Vendita immobile non accatastato, è possibile?

Sei sicuro che il tuo immobile sia correttamente accatastato?

Se vuoi mettere in vendita il tuo immobile,  sappi che non è possibile la vendita di un immobile non accatastato a meno che il tuo immobile non rientri nella lista di esclusioni dall’obbligo di accatastamento.
Ma allora cosa fare per verificare ed eventualmente ripristinare la conformità catastale dell’immobile per procedere alla vendita? Quali sono gli immobili che non devono essere accatastati?

Quando non occorre accatastare?

Alcuni immobili sono esclusi dall’obbligo di accatastamento, per cui in questi casi la tua vendita di immobile non accatastato potrà procedere senza problemi:

  • manufatti con superficie coperta inferiore a 8 metri quadrati; manufatti isolati privi di copertura; manufatti precari, non stabilmente infissi al suolo
  • serre adibite alla coltivazione e alla protezione delle piante sul suolo naturale
  • vasche per l’acquacoltura o di accumulo per l’irrigazione dei terreni
  • tettoie, porcili, pollai, casotti, concimaie, pozzi e simili, di altezza utile inferiore a 1,80 metri e volumetria inferiore a 150 metri cubi
  • fabbricati in corso di costruzione-definizione; fabbricati che presentano un accentuato livello di degrado
  • beni costituenti infrastrutture di reti pubbliche di comunicazione

Come verificare se il tuo immobile è accatastato?
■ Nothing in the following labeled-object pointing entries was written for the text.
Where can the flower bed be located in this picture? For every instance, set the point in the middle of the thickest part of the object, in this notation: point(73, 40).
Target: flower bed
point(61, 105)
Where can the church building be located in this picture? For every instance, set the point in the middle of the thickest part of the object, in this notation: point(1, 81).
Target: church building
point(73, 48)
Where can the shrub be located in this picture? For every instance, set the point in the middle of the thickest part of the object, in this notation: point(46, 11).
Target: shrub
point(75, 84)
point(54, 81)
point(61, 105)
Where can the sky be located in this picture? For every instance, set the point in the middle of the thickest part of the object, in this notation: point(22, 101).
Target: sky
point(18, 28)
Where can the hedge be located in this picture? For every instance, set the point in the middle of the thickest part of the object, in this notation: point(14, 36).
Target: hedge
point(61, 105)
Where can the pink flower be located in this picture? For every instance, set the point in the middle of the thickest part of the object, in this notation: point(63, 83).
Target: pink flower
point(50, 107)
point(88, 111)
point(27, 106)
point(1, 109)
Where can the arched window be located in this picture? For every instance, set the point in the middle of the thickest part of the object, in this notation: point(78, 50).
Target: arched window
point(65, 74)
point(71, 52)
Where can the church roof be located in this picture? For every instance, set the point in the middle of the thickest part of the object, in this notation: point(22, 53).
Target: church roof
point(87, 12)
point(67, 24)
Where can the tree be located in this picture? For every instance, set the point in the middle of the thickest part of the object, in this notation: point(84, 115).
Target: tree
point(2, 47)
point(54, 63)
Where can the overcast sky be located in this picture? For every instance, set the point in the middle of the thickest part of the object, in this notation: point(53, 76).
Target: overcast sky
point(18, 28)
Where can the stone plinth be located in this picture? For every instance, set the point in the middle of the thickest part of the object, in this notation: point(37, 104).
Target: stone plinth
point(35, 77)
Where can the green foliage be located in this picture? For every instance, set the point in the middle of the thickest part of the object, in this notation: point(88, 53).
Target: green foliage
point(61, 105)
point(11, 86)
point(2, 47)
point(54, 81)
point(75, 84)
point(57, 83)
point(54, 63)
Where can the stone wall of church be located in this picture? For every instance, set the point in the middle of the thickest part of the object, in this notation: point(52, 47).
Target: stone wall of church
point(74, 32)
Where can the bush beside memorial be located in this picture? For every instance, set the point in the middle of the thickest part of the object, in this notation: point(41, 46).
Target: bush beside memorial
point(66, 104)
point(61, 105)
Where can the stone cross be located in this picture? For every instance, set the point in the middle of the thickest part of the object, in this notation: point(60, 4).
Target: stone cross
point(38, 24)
Per verificare che il tuo immobile è accatastato per prima cosa ci si deve rivolgere all’Ufficio catasto del proprio Comune per verificare l’effettivo censimento dell’immobile.
Oltre a verificare che l’immobile sia registrato, devi anche verificare che i dati depositati al Catasto siano aggiornati allo stato attuale dell’immobile, in caso siano state effettuate delle modifiche rilevanti nel corso del tempo.
Bisogna quindi verificare che la planimetria catastale depositata corrisponda allo stato di fatto dell’immobile altrimenti occorre correggerla.
È obbligatorio l’aggiornamento della planimetria in caso di importanti modifiche alla superficie o alla destinazione d’uso dell’immobile, come ad esempio:

  • rilevante ridistribuzione degli spazi interni
  • realizzazione di nuovi servizi igienici
  • realizzazione di soppalchi
  • modifica nell’utilizzo di balconi e terrazze
  • utilizzazione del retrobottega di un negozio come spazio destinato alla vendita

Quando non è necessario aggiornare la planimetria catastale?

Nel caso di ‘difformità lievi’ tra la planimetria catastale e lo stato attuale dell’immobile, non è necessario aggiornare la planimetria.
Si parla di ‘difformità lieve’ per tutti quei lavori di ristrutturazione che non comportano modifiche del numero dei vani, della superficie calpestabile o della destinazione d’uso.
Ovvero, tutte quelle modifiche che non incidono sulla rendita catastale. In caso di vendita, il notaio potrebbe però richiedere un attestato di conformità in cui si dichiari la corrispondenza tra la planimetria catastale e lo stato di fatto dell’immobile.